DSW provides a multi-instance interconnection feature that lets you perform distributed development and training across multiple machines and GPUs.
Prerequisites
You must have multiple instances that are created from a general computing resource group or a Lingjun resource group and are located in the same VPC.
The Internet access gateway for the resource group that contains the instances must be set to Dedicated Gateway.
The instances must be in the same cluster. For example, you cannot interconnect Lingjun instances and general computing resource instances.
Only some instance types support Remote Direct Memory Access (RDMA) or enhanced RDMA (eRDMA). For more information, see Default variables (pre-configured by the platform) and Limits.
DSW and DLC provide the same features for RDMA/eRDMA. For more information, see the DLC documentation.
Features
DSW provides pre-configured, high-performance network environment variables that are optimized for different resources and network architectures.
For DSW instances created from Lingjun resources, see the pre-configured environment variables described in Default variables (pre-configured by the platform).
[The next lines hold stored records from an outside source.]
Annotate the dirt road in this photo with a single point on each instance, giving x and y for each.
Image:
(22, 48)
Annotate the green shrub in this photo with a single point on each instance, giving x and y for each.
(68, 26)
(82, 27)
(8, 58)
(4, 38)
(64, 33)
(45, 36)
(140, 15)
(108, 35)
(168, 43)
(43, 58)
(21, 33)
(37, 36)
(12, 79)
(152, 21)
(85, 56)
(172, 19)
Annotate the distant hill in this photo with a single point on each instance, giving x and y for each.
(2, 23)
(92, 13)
For DSW instances created from general computing resources, see the pre-configured environment variables described in Platform-preconfigured environment variables.
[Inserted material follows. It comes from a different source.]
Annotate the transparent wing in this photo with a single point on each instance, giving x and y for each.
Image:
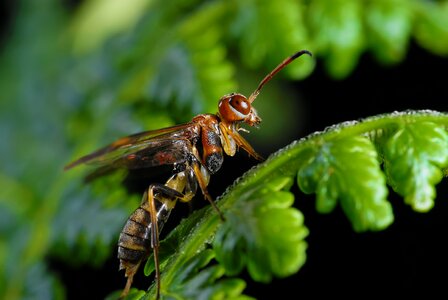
(144, 150)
On nodes that support RDMA, you can use RDMA/eRDMA for interconnection.
You can interconnect instances using their instance IDs as DNS domain names.

These features allow you to develop and debug distributed tasks across multiple machines and GPUs.
Procedure
Use the DSW instance cloning feature to start the required number of instances with identical environments.
(Optional) Install the RDMA/eRDMA library on the instances.
For Lingjun resources, use an image that contains RDMA. For more information, see Configure an image.
For general computing resources, follow the instructions in Install the eRDMA library.
From one instance, run the
pingcommand on the instance ID of another instance to test network connectivity. For example:ping dsw-l28wnjdlyzj*********.Configure and debug the distributed task using your chosen distributed framework.